Performing Distributed Inference Across Workers
This tutorial will guide you through the process of configuring and running distributed inference across multiple workers using GPUStack. Distributed inference allows you to handle larger language models by distributing the computational workload among multiple workers.
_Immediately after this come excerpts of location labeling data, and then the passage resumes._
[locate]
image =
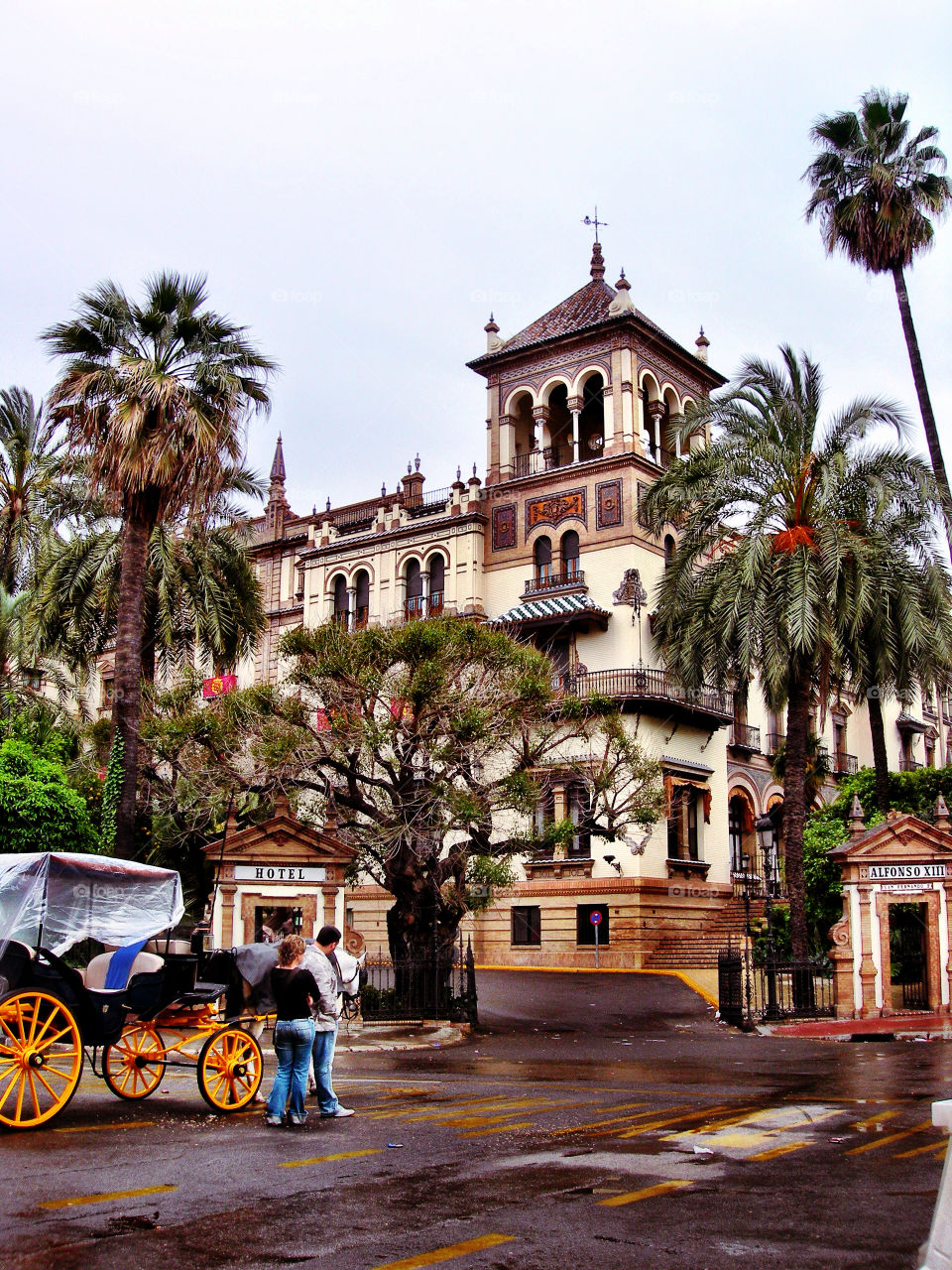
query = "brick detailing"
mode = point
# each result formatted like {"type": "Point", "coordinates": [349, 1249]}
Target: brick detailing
{"type": "Point", "coordinates": [504, 535]}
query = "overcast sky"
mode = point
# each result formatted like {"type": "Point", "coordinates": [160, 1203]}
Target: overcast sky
{"type": "Point", "coordinates": [362, 182]}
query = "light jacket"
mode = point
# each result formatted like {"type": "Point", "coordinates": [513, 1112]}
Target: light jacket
{"type": "Point", "coordinates": [327, 1007]}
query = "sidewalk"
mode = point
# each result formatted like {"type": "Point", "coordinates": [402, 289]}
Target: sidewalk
{"type": "Point", "coordinates": [893, 1026]}
{"type": "Point", "coordinates": [370, 1038]}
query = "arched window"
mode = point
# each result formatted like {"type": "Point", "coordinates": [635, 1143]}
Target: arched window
{"type": "Point", "coordinates": [436, 583]}
{"type": "Point", "coordinates": [340, 599]}
{"type": "Point", "coordinates": [362, 598]}
{"type": "Point", "coordinates": [543, 559]}
{"type": "Point", "coordinates": [570, 554]}
{"type": "Point", "coordinates": [414, 589]}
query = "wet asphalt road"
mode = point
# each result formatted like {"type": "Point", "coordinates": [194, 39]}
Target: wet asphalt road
{"type": "Point", "coordinates": [599, 1120]}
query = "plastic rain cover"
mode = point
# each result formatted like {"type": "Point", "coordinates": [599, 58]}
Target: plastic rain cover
{"type": "Point", "coordinates": [76, 897]}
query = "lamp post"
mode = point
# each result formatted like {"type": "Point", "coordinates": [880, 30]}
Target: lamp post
{"type": "Point", "coordinates": [767, 841]}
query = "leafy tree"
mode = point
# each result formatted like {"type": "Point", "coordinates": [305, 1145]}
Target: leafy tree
{"type": "Point", "coordinates": [874, 190]}
{"type": "Point", "coordinates": [428, 743]}
{"type": "Point", "coordinates": [39, 808]}
{"type": "Point", "coordinates": [154, 398]}
{"type": "Point", "coordinates": [767, 571]}
{"type": "Point", "coordinates": [40, 485]}
{"type": "Point", "coordinates": [202, 595]}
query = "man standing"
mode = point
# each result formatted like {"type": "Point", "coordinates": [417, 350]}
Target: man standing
{"type": "Point", "coordinates": [320, 960]}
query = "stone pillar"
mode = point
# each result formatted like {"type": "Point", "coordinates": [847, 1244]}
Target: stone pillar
{"type": "Point", "coordinates": [227, 916]}
{"type": "Point", "coordinates": [867, 966]}
{"type": "Point", "coordinates": [655, 411]}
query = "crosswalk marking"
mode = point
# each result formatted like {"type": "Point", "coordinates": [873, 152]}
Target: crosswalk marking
{"type": "Point", "coordinates": [339, 1155]}
{"type": "Point", "coordinates": [448, 1254]}
{"type": "Point", "coordinates": [779, 1151]}
{"type": "Point", "coordinates": [648, 1193]}
{"type": "Point", "coordinates": [103, 1197]}
{"type": "Point", "coordinates": [890, 1137]}
{"type": "Point", "coordinates": [502, 1128]}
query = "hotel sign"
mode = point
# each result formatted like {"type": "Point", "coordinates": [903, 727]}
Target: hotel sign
{"type": "Point", "coordinates": [280, 873]}
{"type": "Point", "coordinates": [905, 873]}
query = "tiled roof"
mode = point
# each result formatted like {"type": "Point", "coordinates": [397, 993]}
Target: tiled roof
{"type": "Point", "coordinates": [585, 308]}
{"type": "Point", "coordinates": [555, 606]}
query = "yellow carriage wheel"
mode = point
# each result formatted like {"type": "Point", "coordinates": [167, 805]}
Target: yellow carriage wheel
{"type": "Point", "coordinates": [135, 1065]}
{"type": "Point", "coordinates": [41, 1058]}
{"type": "Point", "coordinates": [230, 1070]}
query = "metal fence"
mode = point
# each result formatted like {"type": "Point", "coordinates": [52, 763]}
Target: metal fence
{"type": "Point", "coordinates": [413, 991]}
{"type": "Point", "coordinates": [753, 992]}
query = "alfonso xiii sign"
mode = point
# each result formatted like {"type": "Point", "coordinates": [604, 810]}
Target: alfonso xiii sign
{"type": "Point", "coordinates": [905, 873]}
{"type": "Point", "coordinates": [555, 508]}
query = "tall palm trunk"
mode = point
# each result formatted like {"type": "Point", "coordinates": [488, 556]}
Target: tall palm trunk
{"type": "Point", "coordinates": [921, 391]}
{"type": "Point", "coordinates": [128, 686]}
{"type": "Point", "coordinates": [794, 807]}
{"type": "Point", "coordinates": [881, 761]}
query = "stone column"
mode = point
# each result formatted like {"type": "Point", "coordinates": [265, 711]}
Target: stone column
{"type": "Point", "coordinates": [867, 966]}
{"type": "Point", "coordinates": [655, 411]}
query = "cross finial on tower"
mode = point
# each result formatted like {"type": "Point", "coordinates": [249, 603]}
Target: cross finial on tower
{"type": "Point", "coordinates": [594, 220]}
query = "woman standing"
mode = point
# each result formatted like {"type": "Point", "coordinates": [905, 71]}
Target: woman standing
{"type": "Point", "coordinates": [294, 989]}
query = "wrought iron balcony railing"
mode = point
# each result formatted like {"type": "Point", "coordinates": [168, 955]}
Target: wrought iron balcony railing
{"type": "Point", "coordinates": [645, 684]}
{"type": "Point", "coordinates": [744, 737]}
{"type": "Point", "coordinates": [569, 580]}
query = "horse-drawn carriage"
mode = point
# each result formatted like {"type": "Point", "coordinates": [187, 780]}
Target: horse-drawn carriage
{"type": "Point", "coordinates": [134, 1011]}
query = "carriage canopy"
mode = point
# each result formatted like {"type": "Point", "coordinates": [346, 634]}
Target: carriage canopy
{"type": "Point", "coordinates": [61, 898]}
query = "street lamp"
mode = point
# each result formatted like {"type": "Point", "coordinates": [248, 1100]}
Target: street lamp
{"type": "Point", "coordinates": [767, 841]}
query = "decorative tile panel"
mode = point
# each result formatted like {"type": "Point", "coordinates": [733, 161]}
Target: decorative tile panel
{"type": "Point", "coordinates": [608, 504]}
{"type": "Point", "coordinates": [504, 535]}
{"type": "Point", "coordinates": [555, 508]}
This is particularly useful when individual workers do not have sufficient resources, such as VRAM, to run the entire model independently.
Prerequisites
Before proceeding, ensure the following:
- GPUStack is installed and running. Refer to the Setting Up a Multi-node GPUStack Cluster tutorial if needed.
- Access to Hugging Face for downloading the model files.
In this tutorial, we’ll assume a cluster with two nodes, each equipped with an NVIDIA P40 GPU (22GB VRAM), as shown in the following image:
We aim to run a large language model that requires more VRAM than a single worker can provide. For this tutorial, we’ll use the Qwen/Qwen2.5-72B-Instruct
model with the q2_k
quantization format. The required resources for running this model can be estimated using the gguf-parser tool:
$ gguf-parser --hf-repo Qwen/Qwen2.5-72B-Instruct-GGUF --hf-file qwen2.5-72b-instruct-q2_k-00001-of-00007.gguf --ctx-size=8192 --in-short --skip-architecture --skip-metadata --skip-tokenizer
+--------------------------------------------------------------------------------------+
| ESTIMATE |
+----------------------------------------------+---------------------------------------+
| RAM | VRAM 0 |
+--------------------+------------+------------+----------------+----------+-----------+
| LAYERS (I + T + O) | UMA | NONUMA | LAYERS (T + O) | UMA | NONUMA |
+--------------------+------------+------------+----------------+----------+-----------+
| 1 + 0 + 0 | 243.89 MiB | 393.89 MiB | 80 + 1 | 2.50 GiB | 28.92 GiB |
+--------------------+------------+------------+----------------+----------+-----------+
From the output, we can see that the estimated VRAM requirement for this model exceeds the 22GB VRAM available on each worker node. Thus, we need to distribute the inference across multiple workers to successfully run the model.
Step 1: Deploy the Model
Follow these steps to deploy the model from Hugging Face, enabling distributed inference:
- Navigate to the
Models
page in the GPUStack UI. - Click the
Deploy Model
button. - In the dropdown, select
Hugging Face
as the source for your model. - Enable the
GGUF
checkbox to filter models by GGUF format. - Use the search bar in the top left to search for the model name
Qwen/Qwen2.5-72B-Instruct-GGUF
. - In the
Available Files
section, select theq2_k
quantization format. - Expand the
Advanced
section and scroll down. Disable theAllow CPU Offloading
option and verify that theAllow Distributed Inference Across Workers
option is enabled(this is enabled by default). GPUStack will evaluate the available resources in the cluster and run the model in a distributed manner if required. - Click the
Save
button to deploy the model.
Step 2: Verify the Model Deployment
Once the model is deployed, verify the deployment on the Models
page, where you can view details about how the model is running across multiple workers.
You can also check worker and GPU resource usage by navigating to the Resources
page.
Finally, go to the Playground
page to interact with the model and verify that everything is functioning correctly.
Conclusion
Congratulations! You have successfully configured and run distributed inference across multiple workers using GPUStack.